Wednesday, April 30, 2008

We're live at Noon today

It's a special edition of the tech guys on Your Day. We'll be doing a live call in about all things tech, but we're especially interested in questions about digital photography! We'll have cameras in the studio, but you can't see them on the radio. If you've got questions about why you're having trouble getting the shot you want from you digi, then give us a call.

Yanov-YourDay-148

link: Your Day

Saturday, March 29, 2008

Chat with ThinkHammer via Google Talk

I see that Google Talk now allows me to put a badge on my website that allows a visitor to live chat with the webmaster -- that's me. I'm going to give it a whirl.

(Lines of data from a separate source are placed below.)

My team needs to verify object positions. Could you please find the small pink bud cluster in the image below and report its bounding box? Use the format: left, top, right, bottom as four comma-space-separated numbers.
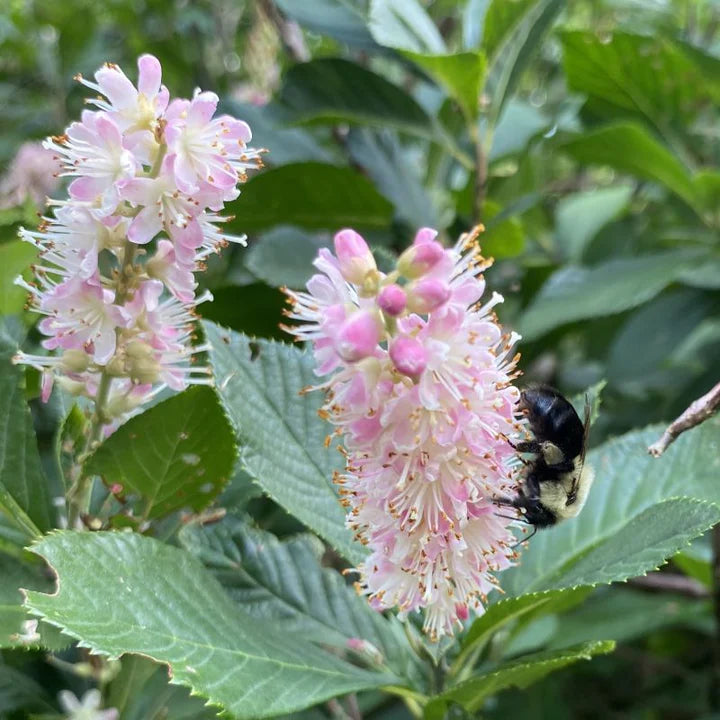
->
285, 228, 520, 638
16, 55, 261, 423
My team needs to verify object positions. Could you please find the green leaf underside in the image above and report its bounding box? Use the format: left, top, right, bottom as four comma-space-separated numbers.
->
548, 585, 710, 649
231, 162, 393, 233
27, 532, 396, 719
0, 325, 52, 538
0, 240, 37, 315
518, 249, 707, 340
203, 323, 365, 563
425, 641, 615, 720
282, 58, 431, 136
561, 122, 697, 206
403, 51, 486, 120
86, 386, 236, 519
180, 517, 424, 677
555, 185, 634, 262
502, 422, 720, 595
483, 0, 565, 124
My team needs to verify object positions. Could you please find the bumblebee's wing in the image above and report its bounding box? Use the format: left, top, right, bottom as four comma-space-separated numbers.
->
568, 395, 592, 504
580, 395, 592, 468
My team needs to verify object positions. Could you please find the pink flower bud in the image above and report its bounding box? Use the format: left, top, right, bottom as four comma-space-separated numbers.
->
335, 310, 381, 362
378, 284, 407, 317
455, 603, 470, 621
408, 278, 450, 315
390, 337, 427, 379
413, 228, 437, 245
397, 239, 445, 278
335, 229, 377, 285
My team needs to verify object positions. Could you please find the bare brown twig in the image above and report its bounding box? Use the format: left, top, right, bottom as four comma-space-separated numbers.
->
648, 383, 720, 457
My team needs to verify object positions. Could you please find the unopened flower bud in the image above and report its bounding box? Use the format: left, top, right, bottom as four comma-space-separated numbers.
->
62, 350, 90, 373
335, 230, 377, 285
125, 340, 162, 385
347, 637, 385, 667
408, 278, 450, 315
335, 310, 382, 362
413, 228, 438, 245
390, 337, 427, 379
397, 240, 445, 279
378, 283, 407, 317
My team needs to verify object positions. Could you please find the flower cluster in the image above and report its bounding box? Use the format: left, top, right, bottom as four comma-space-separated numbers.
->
285, 228, 521, 639
16, 55, 261, 423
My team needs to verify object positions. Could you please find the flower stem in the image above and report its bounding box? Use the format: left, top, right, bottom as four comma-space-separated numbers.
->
68, 370, 112, 529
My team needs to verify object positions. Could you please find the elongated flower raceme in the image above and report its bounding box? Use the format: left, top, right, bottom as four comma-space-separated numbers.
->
286, 228, 520, 639
16, 55, 261, 422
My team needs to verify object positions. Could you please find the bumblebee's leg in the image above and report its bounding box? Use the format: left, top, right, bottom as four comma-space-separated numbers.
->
548, 460, 575, 473
508, 440, 542, 455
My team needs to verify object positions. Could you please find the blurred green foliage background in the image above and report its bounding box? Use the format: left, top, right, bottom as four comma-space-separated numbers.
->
0, 0, 720, 720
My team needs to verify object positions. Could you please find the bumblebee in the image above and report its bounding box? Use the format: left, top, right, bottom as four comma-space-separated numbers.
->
500, 385, 594, 530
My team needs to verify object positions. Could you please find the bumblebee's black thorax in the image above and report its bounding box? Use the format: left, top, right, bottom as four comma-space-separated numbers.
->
520, 385, 584, 460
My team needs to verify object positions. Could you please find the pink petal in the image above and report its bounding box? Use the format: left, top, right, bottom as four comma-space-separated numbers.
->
138, 55, 162, 98
128, 206, 162, 245
119, 178, 160, 205
187, 92, 219, 125
95, 67, 137, 108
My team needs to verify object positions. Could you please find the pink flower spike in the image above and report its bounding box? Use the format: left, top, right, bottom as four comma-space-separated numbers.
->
288, 230, 519, 640
390, 337, 428, 379
407, 278, 450, 315
335, 310, 381, 362
334, 229, 377, 285
397, 239, 445, 279
378, 283, 407, 317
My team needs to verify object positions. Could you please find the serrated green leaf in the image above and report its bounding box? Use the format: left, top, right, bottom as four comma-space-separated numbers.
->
425, 641, 615, 720
547, 585, 710, 650
85, 385, 236, 519
483, 0, 565, 127
104, 655, 217, 720
560, 122, 697, 206
555, 185, 634, 262
282, 58, 431, 136
180, 516, 418, 678
27, 532, 396, 720
0, 240, 37, 315
203, 323, 365, 562
203, 284, 286, 339
403, 51, 486, 122
518, 249, 707, 340
0, 325, 52, 539
0, 553, 69, 652
368, 0, 445, 54
502, 422, 720, 595
232, 162, 393, 232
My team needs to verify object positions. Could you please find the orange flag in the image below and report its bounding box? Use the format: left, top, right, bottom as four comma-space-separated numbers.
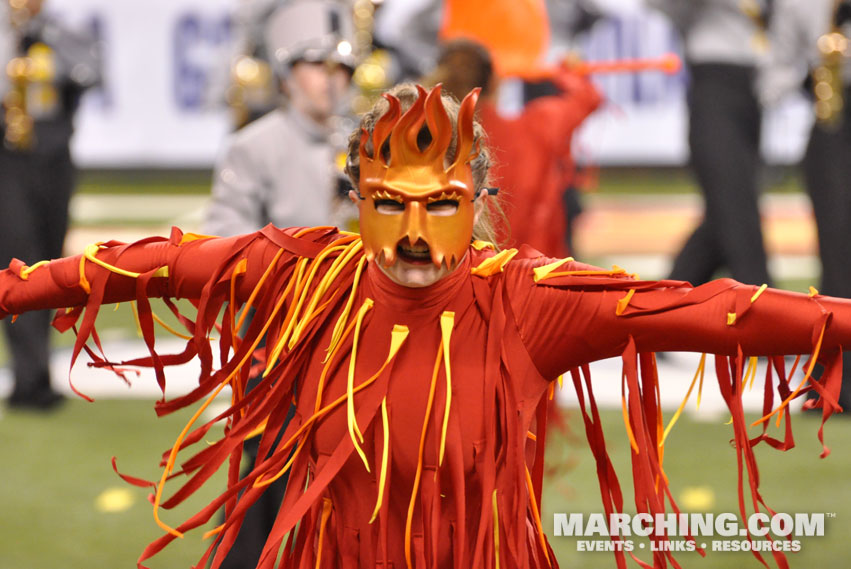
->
440, 0, 550, 77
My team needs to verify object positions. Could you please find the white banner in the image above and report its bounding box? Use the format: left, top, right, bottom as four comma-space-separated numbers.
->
49, 0, 235, 167
49, 0, 809, 167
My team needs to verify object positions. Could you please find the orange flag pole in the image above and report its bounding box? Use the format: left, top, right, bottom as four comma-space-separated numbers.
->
520, 53, 683, 81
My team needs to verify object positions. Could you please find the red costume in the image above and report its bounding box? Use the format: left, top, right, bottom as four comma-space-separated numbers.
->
0, 85, 851, 569
479, 68, 602, 256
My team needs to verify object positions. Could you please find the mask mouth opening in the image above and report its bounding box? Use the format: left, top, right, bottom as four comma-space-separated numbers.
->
396, 237, 432, 265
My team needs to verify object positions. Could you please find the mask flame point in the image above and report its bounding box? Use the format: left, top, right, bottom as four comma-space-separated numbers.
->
359, 85, 479, 270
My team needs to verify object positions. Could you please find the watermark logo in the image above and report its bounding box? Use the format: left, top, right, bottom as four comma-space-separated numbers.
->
553, 512, 835, 551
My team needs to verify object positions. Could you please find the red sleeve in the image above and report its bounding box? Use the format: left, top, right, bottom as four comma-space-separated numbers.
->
506, 261, 851, 377
0, 226, 338, 318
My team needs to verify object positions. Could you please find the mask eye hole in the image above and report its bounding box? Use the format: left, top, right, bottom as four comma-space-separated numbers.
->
373, 199, 405, 215
426, 200, 458, 216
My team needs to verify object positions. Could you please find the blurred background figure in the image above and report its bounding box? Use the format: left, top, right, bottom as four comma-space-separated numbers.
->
760, 0, 851, 410
0, 0, 101, 410
647, 0, 771, 285
204, 0, 357, 569
204, 0, 354, 235
429, 39, 602, 257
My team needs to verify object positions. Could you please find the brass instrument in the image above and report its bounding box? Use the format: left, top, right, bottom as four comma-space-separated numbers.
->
813, 0, 849, 129
352, 0, 391, 114
3, 0, 35, 150
225, 55, 276, 127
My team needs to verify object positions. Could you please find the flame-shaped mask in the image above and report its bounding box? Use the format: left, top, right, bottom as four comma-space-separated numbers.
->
359, 85, 479, 270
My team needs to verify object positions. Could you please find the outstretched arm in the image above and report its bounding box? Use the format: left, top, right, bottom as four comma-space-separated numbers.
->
0, 226, 330, 318
511, 262, 851, 377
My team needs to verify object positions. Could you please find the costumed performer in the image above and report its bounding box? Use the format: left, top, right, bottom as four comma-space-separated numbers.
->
0, 81, 851, 568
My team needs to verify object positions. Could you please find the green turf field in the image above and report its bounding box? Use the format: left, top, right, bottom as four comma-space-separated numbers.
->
0, 400, 851, 569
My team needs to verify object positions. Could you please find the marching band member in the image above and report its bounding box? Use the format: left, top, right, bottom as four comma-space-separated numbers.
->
0, 81, 851, 569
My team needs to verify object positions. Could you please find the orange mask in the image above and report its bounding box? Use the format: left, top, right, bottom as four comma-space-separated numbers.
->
359, 85, 479, 270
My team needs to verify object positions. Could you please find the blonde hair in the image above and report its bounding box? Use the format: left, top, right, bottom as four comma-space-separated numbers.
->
346, 83, 508, 248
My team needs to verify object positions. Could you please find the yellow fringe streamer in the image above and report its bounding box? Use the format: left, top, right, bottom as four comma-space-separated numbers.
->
325, 257, 366, 361
492, 488, 499, 569
659, 354, 706, 446
369, 397, 390, 523
18, 261, 50, 280
615, 288, 635, 316
254, 321, 408, 486
153, 266, 302, 537
405, 343, 443, 569
437, 310, 455, 466
470, 249, 517, 277
316, 498, 331, 569
532, 257, 574, 282
346, 298, 374, 472
754, 322, 827, 427
621, 373, 638, 454
83, 243, 168, 279
234, 249, 284, 330
751, 283, 768, 304
524, 466, 553, 567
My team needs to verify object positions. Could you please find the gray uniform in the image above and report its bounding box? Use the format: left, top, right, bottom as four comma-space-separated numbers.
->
648, 0, 769, 285
0, 7, 101, 408
204, 109, 354, 235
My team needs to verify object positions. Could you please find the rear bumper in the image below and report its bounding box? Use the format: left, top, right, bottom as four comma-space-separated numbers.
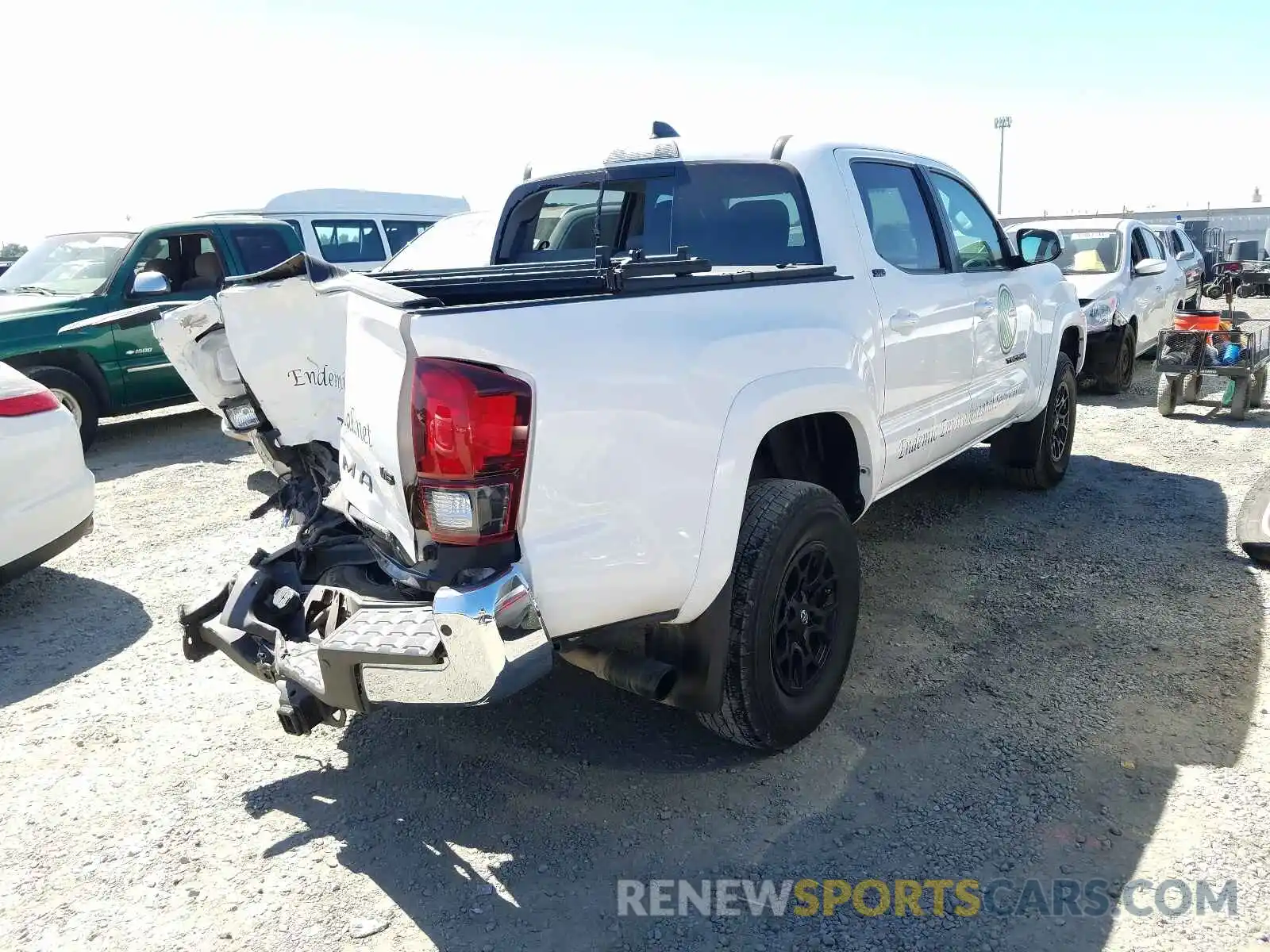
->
180, 565, 552, 711
0, 512, 93, 585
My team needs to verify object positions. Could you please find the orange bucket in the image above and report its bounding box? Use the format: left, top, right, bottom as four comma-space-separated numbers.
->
1173, 311, 1222, 330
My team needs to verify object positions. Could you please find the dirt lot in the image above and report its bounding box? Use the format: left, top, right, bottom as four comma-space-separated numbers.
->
0, 309, 1270, 952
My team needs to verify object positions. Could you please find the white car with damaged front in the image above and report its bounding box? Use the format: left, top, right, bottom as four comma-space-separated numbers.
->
1010, 218, 1186, 393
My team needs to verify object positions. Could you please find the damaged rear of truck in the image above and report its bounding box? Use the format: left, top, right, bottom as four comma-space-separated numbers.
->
137, 145, 864, 745
89, 137, 1083, 749
168, 249, 833, 734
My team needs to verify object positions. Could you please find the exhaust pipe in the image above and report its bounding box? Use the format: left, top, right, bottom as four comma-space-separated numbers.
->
560, 647, 679, 701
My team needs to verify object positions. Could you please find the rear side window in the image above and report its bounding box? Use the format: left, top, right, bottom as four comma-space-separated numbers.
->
1129, 228, 1151, 265
931, 171, 1006, 271
851, 161, 948, 271
314, 220, 387, 264
500, 163, 821, 267
383, 218, 432, 255
229, 228, 291, 274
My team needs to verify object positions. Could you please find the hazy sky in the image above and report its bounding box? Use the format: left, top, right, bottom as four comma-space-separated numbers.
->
0, 0, 1270, 243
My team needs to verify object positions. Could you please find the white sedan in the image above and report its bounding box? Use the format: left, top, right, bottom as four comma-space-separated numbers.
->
0, 363, 95, 584
1010, 218, 1190, 393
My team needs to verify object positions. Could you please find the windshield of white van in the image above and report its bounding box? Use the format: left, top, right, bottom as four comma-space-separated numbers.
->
376, 212, 498, 271
1054, 228, 1120, 274
499, 163, 821, 267
0, 231, 136, 294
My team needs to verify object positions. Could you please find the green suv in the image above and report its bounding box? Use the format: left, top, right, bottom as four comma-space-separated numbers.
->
0, 217, 302, 448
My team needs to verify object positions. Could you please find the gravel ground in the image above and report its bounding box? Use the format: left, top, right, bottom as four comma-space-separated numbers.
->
0, 302, 1270, 952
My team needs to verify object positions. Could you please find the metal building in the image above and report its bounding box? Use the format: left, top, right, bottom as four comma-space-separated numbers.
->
1001, 205, 1270, 260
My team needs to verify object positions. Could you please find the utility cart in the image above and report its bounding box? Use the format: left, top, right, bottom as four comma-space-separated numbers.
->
1156, 315, 1270, 420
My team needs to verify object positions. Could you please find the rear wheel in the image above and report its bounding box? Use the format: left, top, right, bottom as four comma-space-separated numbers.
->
991, 354, 1076, 489
21, 367, 102, 449
1094, 324, 1138, 395
700, 480, 860, 750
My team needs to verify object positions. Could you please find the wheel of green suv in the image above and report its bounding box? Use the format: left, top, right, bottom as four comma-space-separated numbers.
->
700, 480, 860, 750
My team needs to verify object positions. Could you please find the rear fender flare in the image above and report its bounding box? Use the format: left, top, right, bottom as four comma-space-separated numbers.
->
673, 367, 884, 624
1020, 303, 1088, 423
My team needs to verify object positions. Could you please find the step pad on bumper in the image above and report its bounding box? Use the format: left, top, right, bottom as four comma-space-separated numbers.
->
321, 607, 443, 664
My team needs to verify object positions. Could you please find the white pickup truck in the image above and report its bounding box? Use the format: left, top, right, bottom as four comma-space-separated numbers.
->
84, 136, 1086, 749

If you think you'd like to start a quick chat with me, make your opening statement an answer to the following question:

How can I help you?



Let's see if we can do some good with it.

Monday, March 10, 2008

Explaining Twitter? Let these guys do it for you...

I never thought I had trouble explaining Twitter to someone. It's a low barrier to entry microblogging system that lets you easily share the therbligs of your life with your friends, family, and followers. No... I don't say it quite that way. I am the kind of guy who would use the word therblig in a sentence, but only if I were there to explain it. Only those of us tortured with the concepts of time and motion studies in college industrial management classes have probably ever seen the word. The point is that Twitter lets you easily share the little stuff in your life. The sphere of those around you can decide what they want to do with it.

Should all of this seem a bit dense, may I point you to the very clear description of Twitter found below:



On Twitter, I am Thinkhammer

Look up: therblig

Friday, December 21, 2007

Twitter + Spamtachments = Pownce

To: Pownce
From: Web 2.0 Users

It Would Be So Nice If You Weren't Here...(thanks Charles Grodin)


The irreverent uncov reminds us that Pownce is still alive, even if only barely. I might not have bothered mentioning the rather mundane continued existence of this particular Twitter clone, but Pownce isn't just a Twitter clone. It's an annoying Twitter clone. Think of Danny DeVito v. Arnold Schwarzenegger in the movie Twins.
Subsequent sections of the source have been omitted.